Title: Suing the Devil
Director: Timothy Chey
Starring: Malcolm McDowell, Bart Bronson, Shannen Fields, Rebecca St. James, Tom Sizemore, Corbin Bersen, Ros Gentle
Pablum would be a step up for “Suing the Devil,” an inane, moralizing Australian production from writer-director Timothy Chey that centers around a lawsuit against Satan. Aiming for some theoretical sweet spot between comedy, courtroom drama and Up-with-Jesus! sermonizing, this poorly sketched and dreadfully acted movie can’t even be saved via an attempted personality transfusion from a ranting, raving Malcolm McDowell, in the title role.
Still wrapped up in grief over losing his mother to a drunk driver, a down-and-out Sydney law school student, Luke O’Brien (Bart Bronson), decides to file a suit against Satan for $8 trillion. He seeks a default judgment, but the devil (McDowell) actually shows up to answer the charges, so the judge lets the matter proceed. With but one inexperienced co-counsel, Tony makes a stand against a 10-member legal dream team of high-powered attorneys. Artlessly intercut with all of these shenanigans is footage from a “Justice TV” panel show, “You Decide the Verdict,” in which host Barry Polk (Corbin Bersen) debates the ups and downs of the trial with two commentators (Tom Sizemore and Christian pop singer-songwriter Rebecca St. James).
Burdened by a laborious set-up of Satan’s all-star gang of trial lawyers, and even more harebrained and awkwardly earnest voiceover narration throughout, “Suing the Devil” takes what could be an intriguing and funny concept and just runs it into the ground, in ham-fisted fashion. There are a couple funny bits (walking into the courthouse Satan fells an enthusiastic “fan” who mentions he’s also a fan of Kiss, explaining that he hates the band and instead prefers Tom Jones), but these moments are definitely scarce and far between. The acting is also problematic, to say the least. A game McDowell tries his best to inject some wicked fun into the movie, but O’Brien is simply terrible. His over-the-top emoting and other subpar performances make passages of “Suing the Devil” feel like a middle school dinner theater production.

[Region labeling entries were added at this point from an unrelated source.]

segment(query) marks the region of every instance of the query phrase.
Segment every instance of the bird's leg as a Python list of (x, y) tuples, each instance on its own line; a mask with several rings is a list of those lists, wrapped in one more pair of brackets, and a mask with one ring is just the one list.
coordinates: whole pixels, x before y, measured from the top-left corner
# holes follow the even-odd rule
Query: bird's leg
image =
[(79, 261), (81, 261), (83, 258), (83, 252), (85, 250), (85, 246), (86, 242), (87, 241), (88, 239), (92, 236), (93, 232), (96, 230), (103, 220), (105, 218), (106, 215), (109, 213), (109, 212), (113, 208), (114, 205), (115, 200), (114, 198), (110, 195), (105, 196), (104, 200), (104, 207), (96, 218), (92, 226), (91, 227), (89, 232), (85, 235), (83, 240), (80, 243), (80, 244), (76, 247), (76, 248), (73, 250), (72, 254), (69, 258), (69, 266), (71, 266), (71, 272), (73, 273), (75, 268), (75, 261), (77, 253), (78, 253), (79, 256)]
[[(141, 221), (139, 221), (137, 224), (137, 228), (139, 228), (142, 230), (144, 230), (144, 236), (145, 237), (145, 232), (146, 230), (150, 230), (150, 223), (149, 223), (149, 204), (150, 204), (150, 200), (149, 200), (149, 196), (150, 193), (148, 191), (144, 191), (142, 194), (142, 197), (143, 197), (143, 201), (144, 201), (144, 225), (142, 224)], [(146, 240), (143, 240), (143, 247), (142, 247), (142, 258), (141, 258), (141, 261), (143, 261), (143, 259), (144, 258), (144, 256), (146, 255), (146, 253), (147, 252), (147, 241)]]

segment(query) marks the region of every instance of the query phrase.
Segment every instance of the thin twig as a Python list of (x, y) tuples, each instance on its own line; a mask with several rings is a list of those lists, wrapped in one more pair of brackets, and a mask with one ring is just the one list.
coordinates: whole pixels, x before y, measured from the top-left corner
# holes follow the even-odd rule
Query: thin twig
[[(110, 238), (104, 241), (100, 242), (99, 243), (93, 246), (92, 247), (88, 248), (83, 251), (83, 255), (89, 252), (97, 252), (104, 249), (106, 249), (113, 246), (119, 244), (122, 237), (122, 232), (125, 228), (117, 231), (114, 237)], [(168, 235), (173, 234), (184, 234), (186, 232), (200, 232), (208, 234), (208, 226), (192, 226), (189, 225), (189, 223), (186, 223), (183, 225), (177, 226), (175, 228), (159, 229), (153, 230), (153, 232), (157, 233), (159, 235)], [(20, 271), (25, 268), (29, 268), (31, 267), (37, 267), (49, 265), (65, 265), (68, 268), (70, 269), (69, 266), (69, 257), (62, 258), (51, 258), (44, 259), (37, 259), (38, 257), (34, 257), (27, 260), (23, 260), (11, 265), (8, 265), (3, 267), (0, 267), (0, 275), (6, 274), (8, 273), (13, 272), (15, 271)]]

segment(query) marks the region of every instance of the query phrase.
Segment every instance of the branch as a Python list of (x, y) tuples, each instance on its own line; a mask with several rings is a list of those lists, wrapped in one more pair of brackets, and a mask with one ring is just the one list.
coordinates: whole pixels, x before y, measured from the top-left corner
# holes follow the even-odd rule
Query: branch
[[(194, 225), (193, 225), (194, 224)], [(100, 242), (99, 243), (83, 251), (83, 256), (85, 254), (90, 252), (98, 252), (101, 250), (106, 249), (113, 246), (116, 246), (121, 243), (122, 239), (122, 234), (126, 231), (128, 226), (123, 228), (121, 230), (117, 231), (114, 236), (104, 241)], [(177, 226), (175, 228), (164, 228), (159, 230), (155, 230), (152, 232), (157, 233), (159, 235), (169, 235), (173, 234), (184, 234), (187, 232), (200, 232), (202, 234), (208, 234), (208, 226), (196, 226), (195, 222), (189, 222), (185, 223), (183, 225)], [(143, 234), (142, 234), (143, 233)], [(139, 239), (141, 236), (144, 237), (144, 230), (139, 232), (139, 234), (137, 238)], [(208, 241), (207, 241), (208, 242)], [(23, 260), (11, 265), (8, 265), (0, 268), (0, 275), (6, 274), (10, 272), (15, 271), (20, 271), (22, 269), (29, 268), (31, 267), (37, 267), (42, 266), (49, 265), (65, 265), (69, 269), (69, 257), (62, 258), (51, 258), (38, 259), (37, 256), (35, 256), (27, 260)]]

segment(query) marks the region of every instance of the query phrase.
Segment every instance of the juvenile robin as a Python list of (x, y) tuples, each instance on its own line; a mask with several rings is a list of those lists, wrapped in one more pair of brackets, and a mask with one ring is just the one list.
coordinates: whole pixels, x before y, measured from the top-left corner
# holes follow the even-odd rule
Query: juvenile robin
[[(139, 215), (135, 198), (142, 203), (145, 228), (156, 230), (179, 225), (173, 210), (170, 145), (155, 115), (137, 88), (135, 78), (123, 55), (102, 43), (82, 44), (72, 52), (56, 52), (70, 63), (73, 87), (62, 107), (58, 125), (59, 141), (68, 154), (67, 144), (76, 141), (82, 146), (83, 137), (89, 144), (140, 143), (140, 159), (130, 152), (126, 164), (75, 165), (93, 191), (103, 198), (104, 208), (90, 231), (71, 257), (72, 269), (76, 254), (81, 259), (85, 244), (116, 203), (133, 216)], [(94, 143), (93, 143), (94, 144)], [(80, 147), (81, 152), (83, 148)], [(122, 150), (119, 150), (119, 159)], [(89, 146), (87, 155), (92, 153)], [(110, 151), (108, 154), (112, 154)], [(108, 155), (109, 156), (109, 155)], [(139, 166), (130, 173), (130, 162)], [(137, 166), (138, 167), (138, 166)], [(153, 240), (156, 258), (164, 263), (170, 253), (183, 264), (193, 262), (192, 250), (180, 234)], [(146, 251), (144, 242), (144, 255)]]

The script’s structure is a mess, too. The actual trial doesn’t much conform to any legal proceedings with which I’m familiar; the defense presents part of its case first, and various witnesses, including O’Brien and Satan himself, alternate time in the witness box, for whatever is deemed convenient and necessary to move the plot forward. Even within the framework of its ridiculous conceit — in which the admissibility of the Bible as evidence is waved off by Satan as a magnanimous gesture — “Suing the Devil” can’t much summon a smart and lively theological debate, having O’Brien stupidly (and broadly) argue that “the love of money is the root of all evil.”
Scripture is trotted out on both sides, naturally, but Chey’s stooping efforts to try to shoehorn in comedy (wherein Satan claims responsibility for leaf blowers and automated customer service, and constantly derides everyone as losers and nitwits) is about 10 percent as clever as he thinks it is. “Trial of the century,” huh? Only in movie hell.